Vous avez évoqué les GHT. Le sud du Haut-Rhin est organisé en un GHT unique autour de l'établissement fusionné de Mulhouse, alors que Colmar a un GHT plus fédéral, avec deux autres établissements MCO (Médecine-Chirurgie-Obstétrique) de tailles beaucoup plus réduites. La complémentarité a été bonne, puisque nous avons pu réactiver dix lits d'unité de soins continus en réanimation lourde dans l'établissement partenaire de Sélestat. Cette gradation dans la prise en charge nous a permis de répondre à la demande.

Vous nous interrogez sur la répartition entre le 18 et le 15. Pour ma part, je suis médecin lieutenant-colonel de sapeurs-pompiers, je réponds donc aux deux numéros… Ma réflexion n'engage que moi, mais je crois que cette polémique est mal venue. Nous n'en sommes pas à l'heure de la revendication. Il y a probablement dans le rapport que vous avez évoqué énormément de maladresse, d'exagération, tout comme il n'est pas vrai, comme l'affirment mes collègues des centres de régulation 15 que tout s'est bien passé.

Dans le Haut-Rhin le flux habituel de 500 à 600 appels par jour au SAMU 68 est monté en 48 heures à plus de 2 000 appels quotidiens de patients. Bien sûr qu'il n'a pas pu y répondre seul. Avec l'aide des médecins libéraux, des étudiants en médecine, nous avons monté une première puis une deuxième salle de délestage, qui n'ont pas suffi. Nous en avons monté une troisième, en cellule de crise à la préfecture ; puis une quatrième… Tout cela a été réalisé avec les médecins-pompiers, les médecins des SAU (Service d'accueil des urgences), médecins pompiers eux-mêmes, qui régulaient, tous ensemble. Et je pense que nous n'aborderons efficacement la deuxième vague – dont la probabilité est loin d'être éliminée – que si nous restons unis et de convergents.

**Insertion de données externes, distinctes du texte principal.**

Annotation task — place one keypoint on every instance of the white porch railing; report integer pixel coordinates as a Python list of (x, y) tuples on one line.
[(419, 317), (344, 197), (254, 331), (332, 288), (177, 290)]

Bien sûr qu'il y a à redire, des deux côtés – j'y insiste : des deux côtés. Mais, très sincèrement, l'heure n'est pas à la polémique mais à se demander de quelle manière on peut travailler ensemble. Dans le Haut-Rhin, l'immense majorité des médecins-pompiers sont médecins du SAU et médecins SMUR (Service mobile d'urgence et de réanimation). Nous sommes même bleu-blanc-rouge, puisque nous équipons l'hélicoptère de la gendarmerie et que nous médicalisons l'unité médicale d'intervention du RAID de Strasbourg. Nous participons aux gardes de sapeurs-pompiers, aux gardes de SAU… Je crois que c'est le modèle que l'on doit suivre à l'avenir.